En medio del manicomio, quien mayor licencia tenía para la locura se contuvo: James Rodríguez había metido el gol que devolvía al Bayern Múnich al partido, la anotación que retomaba al frenesí como guion, el remate que asomaba la eliminatoria al precipicio, pero, estoico, disimulaba su hiperventilación y decidía no celebrarlo.

Mirando al suelo, juntando las manos en ruego de perdón, con semblante de haber transgredido algún precepto ético, dejaba que saltaran y arengaran sus compañeros: no él, que casi contra su voluntad parecía caminar hacia el medio campo, mueca de “¡qué he hecho!”.

Durante tres años el volante colombiano portó el uniforme madridista. Tras un inicio espléndido, fue cayendo de las preferencias del cuerpo técnico, hasta desaparecer como titular e incluso como uno los primeros relevos ofensivos (de hecho, en la final de Cardiff, ni siquiera se le consideró para salir al banco de suplentes). Es habitual que quien no juega proteste, máxime si ha sido la figura de la anterior Copa del Mundo y si ha costado ochenta millones de euros, mas el ejercicio se complica cuando tan bien le van las cosas al equipo sin su presencia: ese Real Madrid conquistaría Champions y Liga, con James en rol secundario. Así que, gustos al margen, Rodríguez se fue del Bernabéu porque el entrenador prefirió a otros elementos y porque los resultados le dieron la razón.

Carambolas y rarezas del futbol, el Bayern lo recibió en condición de préstamo, viéndose reforzado por un rival directo en el torneo más importante en el que, para colmo, se enfrentan casi a cada año. Es decir, James pertenecía al Madrid el día en que estuvo tan cerca de eliminarlo, como quince años atrás Fernando Morientes también y terminó por eliminarle con el uniforme del Mónaco.

Lo del no-festejo es confuso y digno de intensos debates.

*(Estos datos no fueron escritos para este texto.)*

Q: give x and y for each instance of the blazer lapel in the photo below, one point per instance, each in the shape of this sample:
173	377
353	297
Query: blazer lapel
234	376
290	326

Al no celebrar en tan explosivo instante, muchos pudieron identificar modales, respeto, categoría, en James Rodríguez…, menos los aficionados bávaros, que parten de la premisa de que su alegría es más que la del club precedente, que le ven como representación de su pasión en la cancha. Claro que si hubiera corrido como poseso, saltando y dando puñetazos al viento, hoy numerosos puristas le tendrían por ingrato, traicionero y desmemoriado.

¿Quién tiene razón? Sin duda, los seguidores muniqueses: en el futbol, como en la vida, la percepción está goleando a la realidad. No importa lo que el futbolista experimente en sus vísceras, ha de mutilar sus sentimientos y exhibir rostro de asceta cuando tiene el corazón a mil.

Cracks mucho más identificados con el club previo de lo que está James con el Madrid, han salido de casa desde tiempos ancestrales y han festejado cuando dañaron deportivamente a su vieja institución. Para evidenciar agradecimiento, les bastó con pararse ante la grada al principio, pero esa moda de contener el aliento y convertir el gol propio en sepelio, es absurda.

El “qué dirán” puede más en todo. A este paso, no tarda en ser políticamente incorrecto meter gol.